En el marco de la alianza, se hace referencia a este culto y adoración del Señor. Yahveh indica a Moisés lo que tiene que decir al faraón: “Tenemos que hacer un viaje de tres jornadas por el desierto para ofrecer sacrificios al Señor, nuestro Dios”.

Desde el relato de Caín y Abel que aparece en el libro del Génesis, los actos de culto a Dios se realizan mediante la ofrenda y el sacrificio, esto es, mediante el ofrecimiento al Señor de los dones que tenemos, de los que nos privamos para entregárselos a él. De este modo se simboliza también la entrega de la propia vida: en los dones que ofrezco, me ofrezco yo mismo. Este ritual evoluciona en el pueblo de Israel, pero siempre guarda unas características comunes.

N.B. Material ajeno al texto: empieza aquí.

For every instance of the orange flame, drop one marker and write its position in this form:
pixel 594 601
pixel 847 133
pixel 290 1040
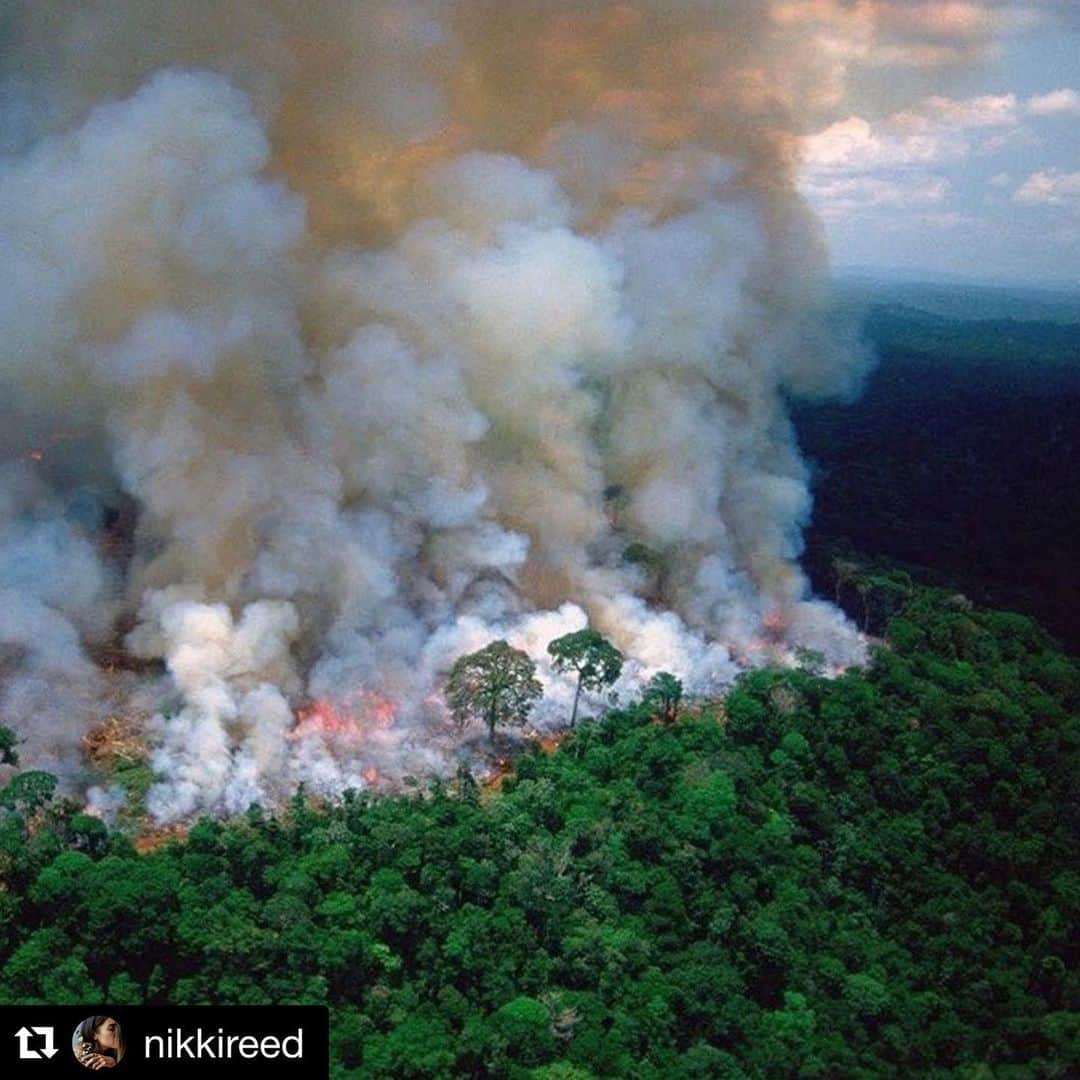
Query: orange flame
pixel 353 717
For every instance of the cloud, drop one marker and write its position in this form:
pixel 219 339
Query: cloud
pixel 842 197
pixel 1050 187
pixel 858 164
pixel 899 34
pixel 1065 102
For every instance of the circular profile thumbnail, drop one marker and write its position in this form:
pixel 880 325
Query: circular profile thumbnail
pixel 98 1042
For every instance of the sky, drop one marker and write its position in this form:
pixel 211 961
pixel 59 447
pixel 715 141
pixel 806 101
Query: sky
pixel 954 150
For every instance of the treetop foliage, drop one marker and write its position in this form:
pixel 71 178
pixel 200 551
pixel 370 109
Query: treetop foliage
pixel 871 876
pixel 496 684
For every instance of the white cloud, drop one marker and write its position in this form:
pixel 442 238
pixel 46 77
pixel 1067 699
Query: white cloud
pixel 1050 187
pixel 858 164
pixel 842 197
pixel 989 110
pixel 1065 102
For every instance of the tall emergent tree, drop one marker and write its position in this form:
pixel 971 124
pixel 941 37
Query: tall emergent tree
pixel 663 694
pixel 496 684
pixel 8 742
pixel 597 662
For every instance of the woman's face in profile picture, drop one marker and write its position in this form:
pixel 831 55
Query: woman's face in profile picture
pixel 105 1036
pixel 98 1042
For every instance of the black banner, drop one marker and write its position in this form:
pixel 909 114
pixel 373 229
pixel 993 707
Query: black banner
pixel 196 1041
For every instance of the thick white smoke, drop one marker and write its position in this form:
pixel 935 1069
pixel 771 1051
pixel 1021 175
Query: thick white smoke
pixel 386 329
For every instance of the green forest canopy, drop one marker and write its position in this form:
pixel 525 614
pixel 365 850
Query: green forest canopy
pixel 871 876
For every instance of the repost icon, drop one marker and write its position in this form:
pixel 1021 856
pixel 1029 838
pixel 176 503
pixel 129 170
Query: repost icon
pixel 30 1038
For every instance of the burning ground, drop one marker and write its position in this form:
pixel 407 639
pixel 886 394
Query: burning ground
pixel 339 342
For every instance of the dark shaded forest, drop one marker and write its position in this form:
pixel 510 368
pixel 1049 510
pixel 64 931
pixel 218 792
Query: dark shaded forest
pixel 959 459
pixel 869 876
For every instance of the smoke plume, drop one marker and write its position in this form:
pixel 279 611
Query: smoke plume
pixel 376 331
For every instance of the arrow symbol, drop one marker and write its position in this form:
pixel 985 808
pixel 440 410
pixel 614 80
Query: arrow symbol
pixel 24 1035
pixel 50 1048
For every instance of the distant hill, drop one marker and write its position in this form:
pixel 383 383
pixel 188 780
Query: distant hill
pixel 960 457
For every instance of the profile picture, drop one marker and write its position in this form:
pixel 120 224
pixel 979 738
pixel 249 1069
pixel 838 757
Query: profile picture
pixel 97 1042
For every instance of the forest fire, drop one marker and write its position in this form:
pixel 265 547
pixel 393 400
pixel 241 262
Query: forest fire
pixel 38 453
pixel 351 719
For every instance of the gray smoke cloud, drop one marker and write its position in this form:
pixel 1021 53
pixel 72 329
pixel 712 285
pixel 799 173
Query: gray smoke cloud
pixel 385 329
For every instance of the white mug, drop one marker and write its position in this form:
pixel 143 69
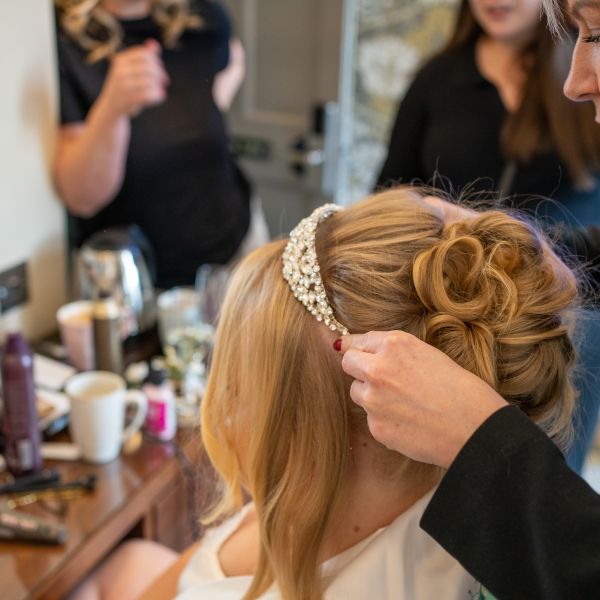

La primera, el sacrificio de la sangre de animales. Algo muy preciado en una cultura nómada —en el caso del Éxodo—, pues el pueblo se alimenta del ganado. Es algo de mucho valor que se ofrece a Dios, y que es un sacrificio, una renuncia para los fieles.

La ofrenda pretende mostrar la adoración a Dios, su reconocimiento como el único Señor, soberano del mundo. Pero esta adoración no se produce por el mero hecho de sacrificar un toro o un cordero. Ha de ser un acto interno del corazón, algo que ve sólo Dios. En el caso de Caín y Abel queda en evidencia que el sacrificio más agradable al Señor, y por lo tanto, el culto que Dios pide, no se realiza por meros actos exteriores: la ofrenda de Abel va acompañada de rectitud de corazón, mientras que la de Caín no.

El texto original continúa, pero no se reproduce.